A friend and I were curious as to whether you could detect levels of ionizing radiation by looking at rates of single bit errors in memory. I did a little research and I guess most errors are caught and fixed at the hardware level. Would there be any way to detect errors in software (say, in c code on a pc)?


Solution

  • I'm sure it depends on the architecture you're running on, but I'm pretty certain you won't be detecting any single bit errors in your memory any time soon. Most if not all RAM controllers should have implemented some form of ECC protection to safeguard against the rare bit problems RAM chips have. DDR RAM, for example, is VERY reliable compared to crap mediums like flash memory, which will be spec'd to REQUIRE X number of bits of ECC protection (somewhere between 8 and 16 or so) before they guarantee functionality. As long as you have under a certain number of bit errors, the bad bits will be corrected and probably unreported before even reaching the CPU software level.

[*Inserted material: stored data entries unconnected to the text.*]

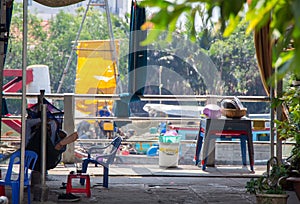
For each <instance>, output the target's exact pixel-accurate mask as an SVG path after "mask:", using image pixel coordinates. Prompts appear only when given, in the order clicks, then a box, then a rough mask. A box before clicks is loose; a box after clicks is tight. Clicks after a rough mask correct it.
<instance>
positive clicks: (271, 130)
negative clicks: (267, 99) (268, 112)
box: [270, 87, 275, 157]
mask: <svg viewBox="0 0 300 204" xmlns="http://www.w3.org/2000/svg"><path fill="white" fill-rule="evenodd" d="M273 98H274V90H273V88H272V87H270V100H271V101H272V100H273ZM270 112H271V113H270V119H271V122H270V136H271V138H270V150H271V152H270V154H271V155H270V157H273V156H274V155H275V154H274V152H275V151H274V138H275V134H274V108H273V107H270Z"/></svg>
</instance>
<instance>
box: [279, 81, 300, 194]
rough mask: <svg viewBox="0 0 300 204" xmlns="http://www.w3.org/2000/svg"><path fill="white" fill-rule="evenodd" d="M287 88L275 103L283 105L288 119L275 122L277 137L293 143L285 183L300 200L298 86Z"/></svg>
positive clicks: (299, 91) (299, 140)
mask: <svg viewBox="0 0 300 204" xmlns="http://www.w3.org/2000/svg"><path fill="white" fill-rule="evenodd" d="M292 84H293V85H292V86H289V87H288V88H287V89H286V90H285V92H284V94H283V96H282V98H280V99H279V100H277V101H276V102H275V104H276V105H282V104H283V105H284V107H286V113H287V115H288V117H287V118H286V120H283V121H278V120H275V123H276V125H277V126H276V128H277V132H278V135H279V137H280V138H281V139H285V140H290V141H292V142H293V148H292V151H291V155H290V156H289V157H288V158H287V159H286V161H285V166H286V169H287V177H288V178H287V181H288V182H292V183H293V186H294V191H295V192H296V194H297V197H298V199H299V200H300V85H294V83H292Z"/></svg>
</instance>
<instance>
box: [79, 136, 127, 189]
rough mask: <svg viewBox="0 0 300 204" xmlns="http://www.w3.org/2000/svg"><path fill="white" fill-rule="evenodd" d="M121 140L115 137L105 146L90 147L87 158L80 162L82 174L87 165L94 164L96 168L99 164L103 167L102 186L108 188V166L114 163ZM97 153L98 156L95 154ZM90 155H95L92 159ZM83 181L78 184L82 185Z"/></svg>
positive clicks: (87, 167)
mask: <svg viewBox="0 0 300 204" xmlns="http://www.w3.org/2000/svg"><path fill="white" fill-rule="evenodd" d="M122 140H123V139H122V137H120V136H117V137H116V138H114V139H113V140H112V141H111V143H110V144H109V145H107V146H104V147H101V146H94V147H91V148H90V149H89V150H88V158H85V159H83V161H82V173H86V172H87V169H88V164H89V163H92V164H95V166H98V164H100V165H101V166H103V184H102V185H103V187H105V188H108V173H109V165H110V164H112V163H113V162H114V160H115V157H116V153H117V151H118V149H119V147H120V145H121V143H122ZM106 150H108V151H106ZM103 151H104V152H103ZM98 152H99V153H100V154H97V153H98ZM91 154H95V158H92V157H91ZM84 181H85V179H80V184H81V185H84Z"/></svg>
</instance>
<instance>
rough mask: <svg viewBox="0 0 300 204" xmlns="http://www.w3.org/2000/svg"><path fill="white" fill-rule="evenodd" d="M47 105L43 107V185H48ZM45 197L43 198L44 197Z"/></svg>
mask: <svg viewBox="0 0 300 204" xmlns="http://www.w3.org/2000/svg"><path fill="white" fill-rule="evenodd" d="M46 110H47V105H46V104H43V105H42V139H41V153H42V157H41V161H42V177H41V184H42V186H44V185H45V184H46V142H47V113H46ZM42 197H43V196H42Z"/></svg>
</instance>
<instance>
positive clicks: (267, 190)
mask: <svg viewBox="0 0 300 204" xmlns="http://www.w3.org/2000/svg"><path fill="white" fill-rule="evenodd" d="M286 176H287V169H286V168H285V167H284V166H283V165H281V164H279V163H278V159H277V158H276V157H272V158H271V159H269V160H268V162H267V172H265V173H264V174H263V175H262V176H261V177H259V178H251V179H250V181H248V182H247V183H246V191H247V192H248V193H250V194H254V195H255V196H256V202H257V203H258V204H266V203H272V204H286V203H287V199H288V195H287V194H286V191H285V190H284V189H283V188H282V186H281V180H282V179H283V178H286Z"/></svg>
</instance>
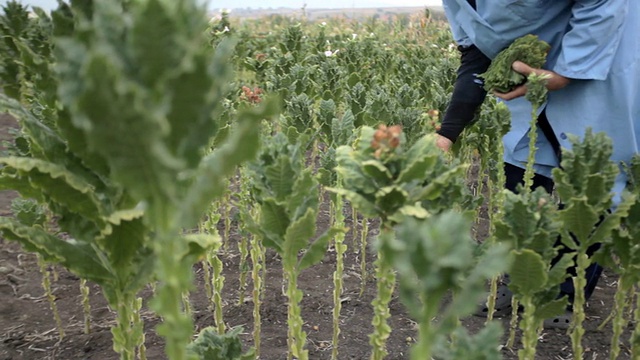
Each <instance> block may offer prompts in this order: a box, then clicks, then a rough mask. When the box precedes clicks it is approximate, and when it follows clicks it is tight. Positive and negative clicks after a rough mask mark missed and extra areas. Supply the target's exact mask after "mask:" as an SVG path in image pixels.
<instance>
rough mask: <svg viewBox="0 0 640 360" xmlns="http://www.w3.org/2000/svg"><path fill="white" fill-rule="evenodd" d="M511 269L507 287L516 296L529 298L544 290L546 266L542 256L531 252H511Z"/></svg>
mask: <svg viewBox="0 0 640 360" xmlns="http://www.w3.org/2000/svg"><path fill="white" fill-rule="evenodd" d="M513 257H514V259H513V267H512V269H511V271H510V272H509V276H510V278H511V282H510V283H509V287H510V288H511V289H512V290H513V292H514V293H516V294H521V295H523V296H531V295H533V294H535V293H536V292H537V291H540V290H542V289H544V287H545V285H546V283H547V279H548V276H547V265H545V263H544V261H543V259H542V256H540V254H537V253H535V252H534V251H532V250H528V249H523V250H518V251H513Z"/></svg>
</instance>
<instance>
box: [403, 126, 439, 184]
mask: <svg viewBox="0 0 640 360" xmlns="http://www.w3.org/2000/svg"><path fill="white" fill-rule="evenodd" d="M434 144H435V139H434V138H433V137H431V136H424V137H422V138H420V139H419V140H418V141H416V143H415V144H413V146H411V148H409V150H407V153H406V160H405V165H404V166H403V168H402V171H401V172H400V175H398V180H397V181H398V182H401V183H403V182H410V181H413V180H420V181H424V180H425V178H426V174H427V173H428V170H430V169H432V168H433V167H434V166H435V165H436V163H437V161H438V155H437V154H434V153H433V150H432V148H433V146H434Z"/></svg>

    Silent (Unreported) data corruption from something as simple as a single bit error is considered a huge "no-no" in the storage industry, so your memory manufacturer has probably done their darndest to prevent your application from seeing it, much less making you deal with it!

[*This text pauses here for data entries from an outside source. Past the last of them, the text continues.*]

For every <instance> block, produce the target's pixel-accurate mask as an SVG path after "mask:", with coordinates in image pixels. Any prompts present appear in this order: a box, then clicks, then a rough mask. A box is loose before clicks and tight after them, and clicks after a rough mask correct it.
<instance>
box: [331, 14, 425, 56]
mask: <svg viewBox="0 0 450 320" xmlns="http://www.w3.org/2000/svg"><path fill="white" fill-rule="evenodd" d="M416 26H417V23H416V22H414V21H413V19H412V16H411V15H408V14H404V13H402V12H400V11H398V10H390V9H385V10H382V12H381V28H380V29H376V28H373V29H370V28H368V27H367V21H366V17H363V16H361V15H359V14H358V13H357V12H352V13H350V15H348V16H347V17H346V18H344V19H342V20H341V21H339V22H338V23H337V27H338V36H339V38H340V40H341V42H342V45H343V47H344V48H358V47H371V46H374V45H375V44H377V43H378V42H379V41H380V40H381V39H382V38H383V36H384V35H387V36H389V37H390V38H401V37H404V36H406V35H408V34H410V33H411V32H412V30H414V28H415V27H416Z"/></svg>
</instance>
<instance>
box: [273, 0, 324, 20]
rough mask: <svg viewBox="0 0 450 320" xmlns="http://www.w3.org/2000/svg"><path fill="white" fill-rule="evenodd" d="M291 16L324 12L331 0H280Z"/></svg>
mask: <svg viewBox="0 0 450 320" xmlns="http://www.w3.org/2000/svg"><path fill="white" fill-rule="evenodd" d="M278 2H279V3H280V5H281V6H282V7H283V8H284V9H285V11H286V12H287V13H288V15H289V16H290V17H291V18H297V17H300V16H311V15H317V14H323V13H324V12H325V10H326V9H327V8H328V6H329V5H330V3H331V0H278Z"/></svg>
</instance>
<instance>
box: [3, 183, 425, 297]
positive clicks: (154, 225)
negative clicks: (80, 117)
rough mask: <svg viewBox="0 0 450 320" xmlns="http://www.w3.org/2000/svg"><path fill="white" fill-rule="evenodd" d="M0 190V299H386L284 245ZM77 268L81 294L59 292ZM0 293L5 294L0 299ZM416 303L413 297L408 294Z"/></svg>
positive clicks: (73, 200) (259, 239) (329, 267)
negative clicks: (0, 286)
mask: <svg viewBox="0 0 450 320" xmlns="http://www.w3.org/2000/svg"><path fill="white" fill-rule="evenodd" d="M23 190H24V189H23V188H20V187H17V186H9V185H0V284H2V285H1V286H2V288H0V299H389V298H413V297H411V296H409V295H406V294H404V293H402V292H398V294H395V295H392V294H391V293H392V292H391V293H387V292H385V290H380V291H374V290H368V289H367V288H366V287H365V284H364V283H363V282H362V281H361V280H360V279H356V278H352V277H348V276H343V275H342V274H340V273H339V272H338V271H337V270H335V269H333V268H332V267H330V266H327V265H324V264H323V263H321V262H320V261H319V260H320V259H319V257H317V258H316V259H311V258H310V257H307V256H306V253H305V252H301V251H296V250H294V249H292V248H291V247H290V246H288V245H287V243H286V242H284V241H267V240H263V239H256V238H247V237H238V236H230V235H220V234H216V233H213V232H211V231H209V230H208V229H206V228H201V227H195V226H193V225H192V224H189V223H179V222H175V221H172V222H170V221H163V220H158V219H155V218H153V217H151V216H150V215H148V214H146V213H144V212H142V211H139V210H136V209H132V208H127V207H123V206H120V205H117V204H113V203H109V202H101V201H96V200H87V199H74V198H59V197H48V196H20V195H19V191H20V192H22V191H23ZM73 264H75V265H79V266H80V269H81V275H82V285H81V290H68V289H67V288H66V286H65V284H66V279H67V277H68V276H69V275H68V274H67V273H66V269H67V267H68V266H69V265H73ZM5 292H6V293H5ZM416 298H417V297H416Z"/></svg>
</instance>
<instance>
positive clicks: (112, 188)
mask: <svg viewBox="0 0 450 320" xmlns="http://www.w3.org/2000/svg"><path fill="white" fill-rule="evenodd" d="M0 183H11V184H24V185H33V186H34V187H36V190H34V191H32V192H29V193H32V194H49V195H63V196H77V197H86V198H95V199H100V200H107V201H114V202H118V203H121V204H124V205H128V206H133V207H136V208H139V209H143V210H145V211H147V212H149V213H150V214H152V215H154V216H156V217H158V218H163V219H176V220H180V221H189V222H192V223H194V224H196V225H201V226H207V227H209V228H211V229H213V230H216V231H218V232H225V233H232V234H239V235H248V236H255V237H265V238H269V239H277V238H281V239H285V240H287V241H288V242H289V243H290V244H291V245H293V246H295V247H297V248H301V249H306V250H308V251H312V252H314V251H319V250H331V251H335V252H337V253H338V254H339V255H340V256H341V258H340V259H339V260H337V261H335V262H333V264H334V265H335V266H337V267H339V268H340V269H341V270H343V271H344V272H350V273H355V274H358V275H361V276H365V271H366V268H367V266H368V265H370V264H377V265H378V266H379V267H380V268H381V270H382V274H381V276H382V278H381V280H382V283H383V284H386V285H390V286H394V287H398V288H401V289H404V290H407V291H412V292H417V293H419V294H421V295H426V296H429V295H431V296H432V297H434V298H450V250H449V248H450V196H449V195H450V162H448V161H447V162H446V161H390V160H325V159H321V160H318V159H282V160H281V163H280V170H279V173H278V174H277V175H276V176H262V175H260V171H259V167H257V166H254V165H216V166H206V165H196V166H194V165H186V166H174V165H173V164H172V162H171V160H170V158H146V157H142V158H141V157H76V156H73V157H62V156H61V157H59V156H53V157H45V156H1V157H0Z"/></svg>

    In any case, one common way to detect problems in any sort of memory is to run simple write compare loops over the address space. Write 0's to all your memory and read it back to detect stuck '1' data lines, write-read-compare F's to memory to detect stuck '0' data lines, and run a data ramp to help detect addressing problems. The width of the data ramp should adjust according to the address size. (i.e. 0x00, 0x01, 0x02... or 0x0000, 0x0001, 0x0002, etc). You can easily do these types of things using storage performance benchmarking tools like Iometer or similar, although it may be just as easy to write yourself.